Annecy a la particularité de bénéficier de forêts périurbaines aux paysages exceptionnels attirant 3 millions de visiteurs chaque année. Aujourd’hui, cette fréquentation impacte le milieu (dégradation de la biodiversité, érosion des sols, etc.) et nécessite la mise en place d’aménagements pour pallier ce problème (sentiers pédestres, aires de pique-nique, etc.).  Les acteurs de la gestion forestière doivent aussi travailler en prenant en compte les contraintes liées à cette fréquentation. Par exemple, les périodes ou le mode d’exploitation sont décidés en fonction de l'affluence touristique. Cette adaptation entraîne ainsi des surcoûts pour le propriétaire forestier. La diversification des financements actuels est donc un enjeu important pour le secteur.

L’Agglomération du Grand Annecy cherche donc à travers Forest EcoValue des solutions pour réduire les menaces qui pèsent sur ces forêts. « L’objectif du projet à Annecy, c’est de mettre en place une surmodulation de la taxe de séjour, aujourd’hui payée par les touristes. Elle contribuerait à financer l’entretien, le maintien ou la restauration de l’ensemble des équipements d’accueil du public (sentier, sécurité des routes, préservation des paysages…) et pourrait peut-être même financer les autres services rendus par la forêt », poursuit Martin Grau.  « Forest EcoValue permettrait aussi de prendre en compte les coûts ponctuels liés à la sur-fréquentation à certaines périodes de l’année (canalisation du public, infrastructures d’accueil…) », explique Maxime Debanizette, précédent responsable de l'unité territoriale d'Annecy. 

La mise en place de la taxe, son pourcentage et son application sont encore en discussion chez les élus qui auront le dernier mot. Deux solutions sont possibles : soit une augmentation de la taxe déjà existante (créée en 2017), soit une augmentation de la part de celle-ci consacrée à la forêt.

« Finalement cette taxe est une question d’équité. De nombreux aménagements sont mis en place pour les touristes. Grâce à cette taxe, ils vont contribuer à financer ce qu’ils viennent chercher sans que cela pèse uniquement sur la contribution des locaux »

Martin Grau, pilote du projet et responsable de l'unité territoriale Bas Vivarais - Cévenne

En France, il existe un autre site pilote situé à Thonon-les-Bains (également en Haute-Savoie) qui cherche à mieux financer le rôle protecteur de la forêt sur la qualité des eaux du bassin versant des Moises.

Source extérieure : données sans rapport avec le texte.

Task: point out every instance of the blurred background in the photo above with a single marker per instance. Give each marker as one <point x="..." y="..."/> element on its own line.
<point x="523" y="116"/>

Au total, il existe sept sites pilotes sur l’ensemble des pays participants. Chaque initiative est propre au site en question et surtout adaptée à son contexte institutionnel. « C’est tout le but du projet Forest EcoValue, que les 5 pays participants trouvent ensemble une solution adaptée à leur territoire pour mieux préserver les forêts alpines », continue Martin. Des séminaires d’échanges sont régulièrement organisés. Le projet se termine au printemps 2026 mais les initiatives mises en place sont amenées à perdurer.